"That is my will. I made it afresh last night. It was witnessed this morning. In it I have made you my executrix, with half my estate. The other half I have left to Lois."
"Now you must leave it all to her," she said.
"No, I wish it to remain as it is. Besides—" He broke off hurriedly, as though seeking to avoid an unpleasant train of thought. "Beatrice, the world won't understand that will. Lois won't, and I pray, for the sake of her happiness, that she may never have to—but if the time comes when this must be put into action, I want you to give her a message from me. Will you?"
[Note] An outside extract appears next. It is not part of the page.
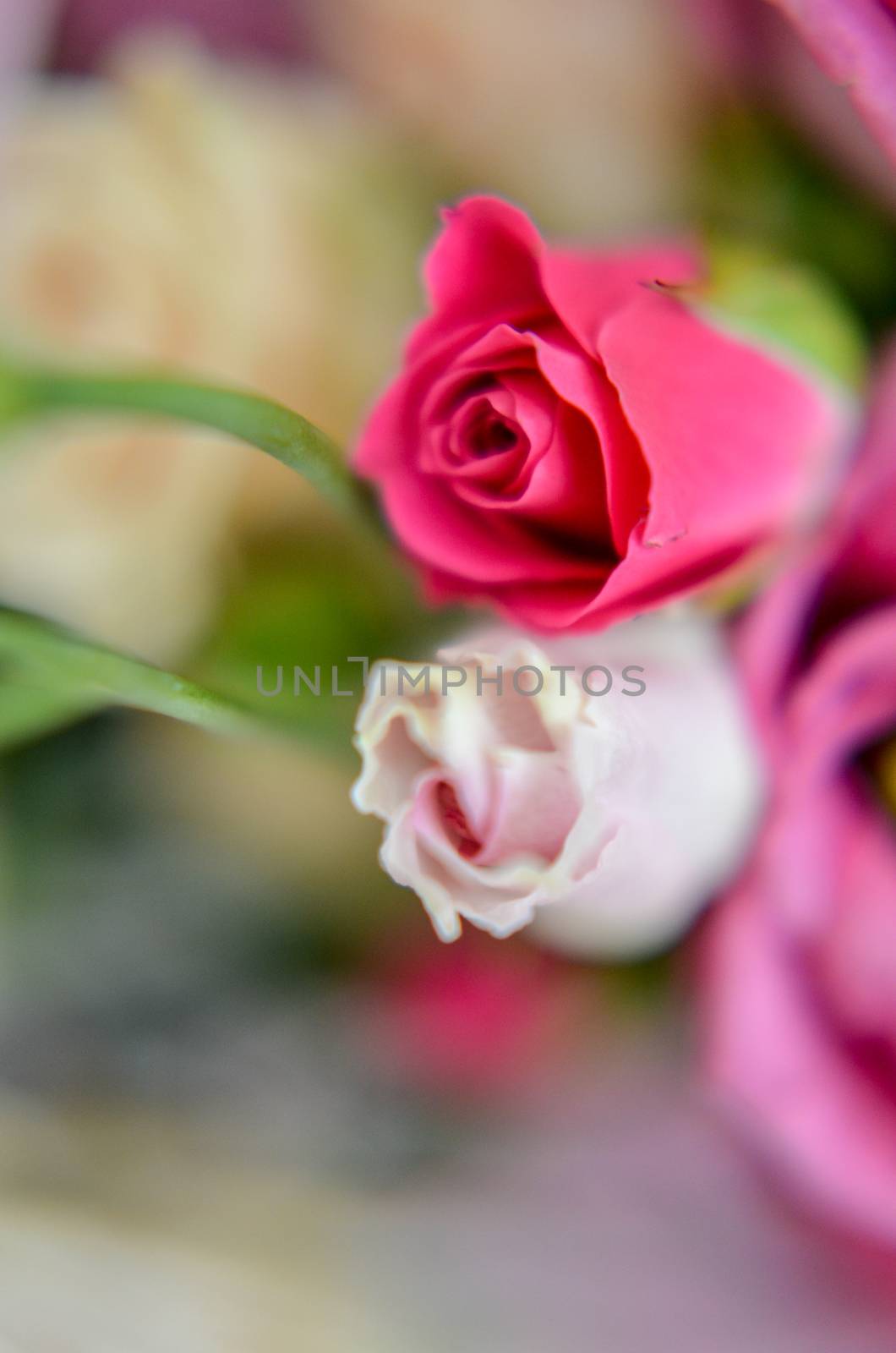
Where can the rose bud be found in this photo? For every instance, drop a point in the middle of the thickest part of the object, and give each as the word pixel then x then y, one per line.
pixel 576 441
pixel 608 788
"Of course I will. But"—she faced him with a sudden inspired appeal—"must you wait until you are dead to speak to her? Would it not be better to go to her now with your message? I do not know what has come between you both, but I know this much—all forms of pretense are fatal—"
He stopped her with a gesture of decision.
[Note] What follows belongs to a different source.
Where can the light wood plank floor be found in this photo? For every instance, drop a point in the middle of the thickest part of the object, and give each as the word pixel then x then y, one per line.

"No," he said. "The secret must remain secret. It has overshadowed my life. It has laden me with a burden of responsibility and shame which I have determined to share with no one. I have taken it upon my shoulders, and I shall carry it to the end. Tell Lois that I have never once swerved in my love for her. Ask her to trust me and think kindly of me. It is not I who have sinned against her—"
"Sinned against her! Who has sinned against her? Do you mean me?"
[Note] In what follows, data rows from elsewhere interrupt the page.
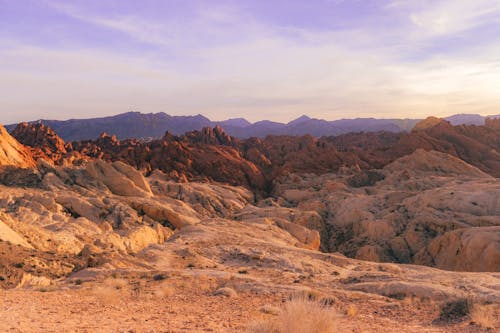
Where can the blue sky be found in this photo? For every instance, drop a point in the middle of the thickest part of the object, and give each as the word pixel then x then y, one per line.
pixel 256 59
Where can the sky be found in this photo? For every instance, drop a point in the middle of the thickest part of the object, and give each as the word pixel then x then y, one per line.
pixel 257 59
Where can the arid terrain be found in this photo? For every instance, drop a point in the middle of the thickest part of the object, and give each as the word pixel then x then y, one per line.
pixel 203 232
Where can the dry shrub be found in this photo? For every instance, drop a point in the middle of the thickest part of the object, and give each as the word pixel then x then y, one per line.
pixel 226 291
pixel 455 309
pixel 352 310
pixel 307 294
pixel 483 315
pixel 163 290
pixel 111 291
pixel 306 316
pixel 299 315
pixel 264 327
pixel 269 309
"No, not you. You also have been sinned against. I also." He sighed wearily. "When I look about me, it seems as though not one of us has not in turn sinned and been sinned against. It is an endless chain of the wrong we do one another."
She laughed, and for the first time there rang in her voice a note of the old harshness.
"Look at me, John. There is no turn and turn about with me. From the beginning I have tricked and lied and fought my way through life. I didn't care whom I hurt so long as I got through. I sinned. Who has sinned against me?"